Herói improvável
Qualquer que venha a ser o desfecho do conflito entre a Ucrânia e a Rússia, há alguns factos que começam a tornar-se de tal forma evidentes que é difícil passar ao lado.
Alguns dirão respeito à coesão europeia e ao peso das sanções (até o Banco Asiático de Investimento em Infra-estruturas, apoiado pela China e com sede em Pequim, foi obrigado a suspender todas as actividades no que à Rússia e Bielorrússia diz respeito), aos meios mobilizados para a guerra e a sua desproporção entre os beligerantes; outros ao grau de destruição e ao sofrimento infligido a populações civis pelo ocupante russo – é de todo delirante afirmar-se que as forças ucranianas se escondem em zonas residenciais para justificar a destruição de cidades e bairros inteiros, de simples casebres à beira das estradas e mesmo de um museu albergando obras de arte de Maria Primachenko – ou à forma como aliados tradicionais de Moscovo estão agora a procurar demarcar-se de Putin atento o rumo que as coisas vão tomando.
Deste último facto constitui exemplo a votação da Assembleia Geral da ONU que aprovou a resolução a condenar a invasão – não há outro nome por muito que isso custe ao PCP e seus aliados russófilos –, de onde ressalta que apenas a Bielorrússia, a Coreia do Norte, a Eritreia e a Síria, para além da própria Federação Russa, se opuseram. Outros países que sempre andaram na órbita e à boleia da Rússia, e que em muito dela têm dependido, como Angola, Cuba, China, Irão, Iraque, Cazaquistão, Quirguistão, Laos, Nicarágua, Tajiquistão, Sudão e Zimbabué abstiveram-se. Houve quem estrategicamente terá saído da sala para não ter de votar ou se tenha esquecido de carregar no botão, como foi o caso de Azerbaijão, Etiópia e Venezuela. E até países como Camboja, Líbia, Sérvia ou Emirados Árabes Unidos (que se havia abstido na votação do Conselho de Segurança) votaram contra a invasão de Putin.
Algumas das coisas que mais me têm impressionado são a capacidade de mobilização, liderança e energia transmitida pelo Presidente da Ucrânia. O exemplo que dali tem vindo desde a primeira hora – The fight is here; I need ammunition, not a ride – não pode seguramente passar indiferente e tem constituído um tónico para todos os que no terreno tentam conter e adiar o esmagamento visado pelo pequeno nazi do Kremlin, cujos objectivos se vão tornando cada vez mais claros, bastando para tal ler a assustadora retórica dos seus apoiantes que com a invasão da Ucrânia surgem a falar na "grande reconquista eslava".

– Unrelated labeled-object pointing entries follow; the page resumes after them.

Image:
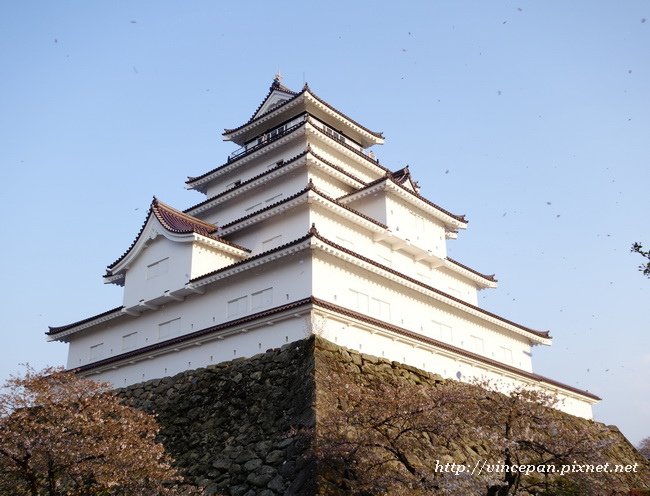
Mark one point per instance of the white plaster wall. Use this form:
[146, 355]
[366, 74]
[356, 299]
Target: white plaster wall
[328, 184]
[415, 226]
[248, 344]
[258, 198]
[341, 283]
[138, 286]
[432, 360]
[274, 231]
[289, 277]
[253, 167]
[207, 259]
[357, 239]
[324, 149]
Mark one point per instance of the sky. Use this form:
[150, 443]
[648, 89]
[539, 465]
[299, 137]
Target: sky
[531, 118]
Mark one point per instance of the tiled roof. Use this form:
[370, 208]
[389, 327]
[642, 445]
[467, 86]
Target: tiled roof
[253, 118]
[484, 276]
[177, 222]
[275, 85]
[248, 181]
[193, 335]
[340, 310]
[449, 347]
[55, 330]
[230, 162]
[253, 258]
[374, 133]
[304, 90]
[310, 187]
[542, 334]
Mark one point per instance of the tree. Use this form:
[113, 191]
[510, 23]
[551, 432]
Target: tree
[525, 428]
[379, 436]
[63, 435]
[644, 447]
[390, 435]
[644, 267]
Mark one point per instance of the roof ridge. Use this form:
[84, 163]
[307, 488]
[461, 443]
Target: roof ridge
[543, 334]
[489, 277]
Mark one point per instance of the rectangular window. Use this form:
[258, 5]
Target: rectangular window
[334, 134]
[97, 351]
[262, 299]
[130, 341]
[271, 243]
[453, 292]
[169, 328]
[442, 331]
[158, 268]
[238, 306]
[359, 301]
[380, 309]
[477, 344]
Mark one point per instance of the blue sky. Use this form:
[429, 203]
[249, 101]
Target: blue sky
[530, 118]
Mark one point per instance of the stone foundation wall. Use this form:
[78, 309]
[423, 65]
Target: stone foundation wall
[237, 428]
[245, 427]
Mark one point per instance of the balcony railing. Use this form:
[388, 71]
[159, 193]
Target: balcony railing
[268, 137]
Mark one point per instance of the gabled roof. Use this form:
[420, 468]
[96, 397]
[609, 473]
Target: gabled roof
[284, 164]
[490, 277]
[404, 178]
[276, 87]
[542, 336]
[300, 98]
[175, 222]
[388, 179]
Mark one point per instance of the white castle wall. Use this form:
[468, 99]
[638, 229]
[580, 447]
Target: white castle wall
[349, 286]
[374, 342]
[288, 279]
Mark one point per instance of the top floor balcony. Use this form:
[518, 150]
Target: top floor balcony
[287, 127]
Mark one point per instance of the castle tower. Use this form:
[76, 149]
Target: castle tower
[302, 231]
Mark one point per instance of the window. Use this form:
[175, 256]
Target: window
[277, 131]
[359, 301]
[262, 299]
[334, 134]
[130, 341]
[477, 344]
[169, 328]
[380, 309]
[158, 268]
[442, 331]
[238, 306]
[97, 351]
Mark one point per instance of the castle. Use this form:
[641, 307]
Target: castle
[303, 231]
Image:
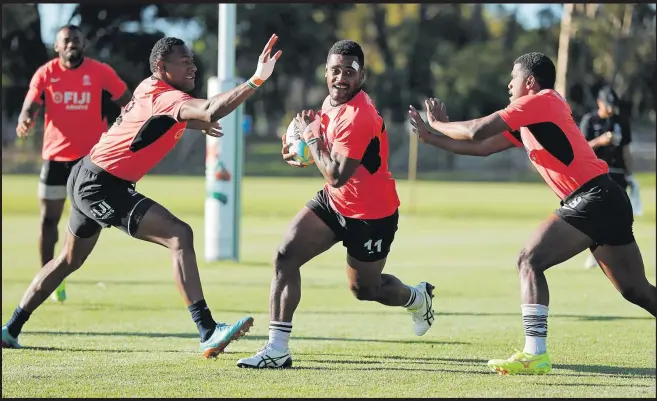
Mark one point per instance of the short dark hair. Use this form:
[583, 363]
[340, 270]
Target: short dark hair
[70, 27]
[608, 96]
[163, 48]
[348, 48]
[540, 66]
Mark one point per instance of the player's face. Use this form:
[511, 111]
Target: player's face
[518, 87]
[70, 45]
[606, 109]
[179, 69]
[344, 76]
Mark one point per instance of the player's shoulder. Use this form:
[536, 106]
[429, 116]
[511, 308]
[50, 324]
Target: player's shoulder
[360, 107]
[97, 64]
[590, 116]
[49, 67]
[156, 89]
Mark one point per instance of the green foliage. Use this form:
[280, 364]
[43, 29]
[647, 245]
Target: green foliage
[125, 332]
[461, 53]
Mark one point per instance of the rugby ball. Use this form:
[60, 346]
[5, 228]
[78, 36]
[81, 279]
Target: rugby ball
[297, 146]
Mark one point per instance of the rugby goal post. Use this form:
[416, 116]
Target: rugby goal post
[224, 156]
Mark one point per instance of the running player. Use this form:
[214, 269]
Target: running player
[358, 207]
[72, 86]
[595, 213]
[102, 187]
[609, 135]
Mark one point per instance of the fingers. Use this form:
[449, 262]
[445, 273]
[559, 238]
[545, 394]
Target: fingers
[269, 46]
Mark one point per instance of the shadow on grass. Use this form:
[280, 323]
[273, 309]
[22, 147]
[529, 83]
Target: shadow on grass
[255, 338]
[609, 370]
[117, 351]
[594, 370]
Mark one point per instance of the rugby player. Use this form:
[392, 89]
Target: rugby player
[595, 213]
[357, 206]
[71, 88]
[102, 187]
[610, 136]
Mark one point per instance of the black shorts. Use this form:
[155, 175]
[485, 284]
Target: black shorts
[53, 179]
[365, 240]
[601, 210]
[619, 179]
[100, 199]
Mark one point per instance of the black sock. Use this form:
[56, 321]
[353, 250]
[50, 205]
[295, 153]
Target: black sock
[15, 324]
[202, 316]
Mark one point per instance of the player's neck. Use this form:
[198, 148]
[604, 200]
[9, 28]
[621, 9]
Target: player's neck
[71, 65]
[334, 104]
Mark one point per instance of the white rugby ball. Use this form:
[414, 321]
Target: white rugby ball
[297, 146]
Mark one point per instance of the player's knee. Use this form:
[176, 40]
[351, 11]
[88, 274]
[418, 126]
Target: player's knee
[283, 262]
[183, 236]
[49, 222]
[634, 294]
[69, 263]
[363, 292]
[527, 262]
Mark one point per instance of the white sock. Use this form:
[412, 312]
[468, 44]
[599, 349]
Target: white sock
[534, 319]
[279, 335]
[415, 300]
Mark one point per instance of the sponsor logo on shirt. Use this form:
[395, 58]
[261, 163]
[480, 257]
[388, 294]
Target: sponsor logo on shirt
[73, 100]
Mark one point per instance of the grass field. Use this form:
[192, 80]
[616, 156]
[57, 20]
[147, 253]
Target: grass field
[125, 332]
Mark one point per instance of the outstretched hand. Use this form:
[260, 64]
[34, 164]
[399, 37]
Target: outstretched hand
[287, 156]
[436, 110]
[418, 126]
[266, 63]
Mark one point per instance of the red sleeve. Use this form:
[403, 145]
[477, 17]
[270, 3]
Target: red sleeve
[353, 134]
[111, 81]
[169, 103]
[525, 111]
[514, 137]
[37, 86]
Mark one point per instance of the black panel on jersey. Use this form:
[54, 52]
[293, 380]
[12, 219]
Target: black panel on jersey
[553, 140]
[372, 157]
[151, 131]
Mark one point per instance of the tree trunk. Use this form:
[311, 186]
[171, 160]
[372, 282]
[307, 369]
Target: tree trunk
[564, 44]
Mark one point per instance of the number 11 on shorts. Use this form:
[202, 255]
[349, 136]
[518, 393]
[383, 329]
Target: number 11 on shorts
[377, 244]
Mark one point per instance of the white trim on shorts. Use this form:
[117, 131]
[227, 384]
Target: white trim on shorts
[51, 192]
[71, 231]
[130, 214]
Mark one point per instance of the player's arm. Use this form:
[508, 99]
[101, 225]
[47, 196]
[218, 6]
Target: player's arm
[216, 107]
[585, 129]
[472, 130]
[477, 129]
[32, 103]
[112, 83]
[336, 167]
[124, 98]
[223, 104]
[486, 147]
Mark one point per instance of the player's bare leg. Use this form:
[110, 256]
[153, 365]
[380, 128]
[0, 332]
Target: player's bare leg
[161, 227]
[75, 252]
[368, 283]
[554, 242]
[51, 213]
[624, 267]
[306, 237]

Ontem, quando assisti pela televisão a uma conferência de imprensa dada em directo por Zelensky, com a presença da comunicação social estrangeira, no seu abrigo na região de Kiev, sete dias depois de iniciada a invasão e ocupação russa, que seria rápida e uma espécie de passeio depois de largos meses de preparação, não pude deixar de ficar impressionado e comentar para comigo mesmo o que pensaria Putin naquele momento. Que diabo, Zelensky não estava em África, refugiado no meio da Jamba, e o exército russo não é a rapaziada das FAPLA ou o exército angolano. E ele ali estava, no seu posto de combate, a falar com a imprensa internacional.
Para Putin e para os generais russos a invasão da Ucrânia já está a ser uma humilhação. A conferência de imprensa de Zelensky confirma-o.
E para quem, pejorativamente, está sempre a recordar que se trata de um "comediante", só me vem à cabeça o saudoso Raul Solnado. O que este, com a sua coragem, inteligência e bom senso, também não teria feito por nós se um dia tivesse chegado a Presidente. Quem sabe se não estaríamos muito melhor?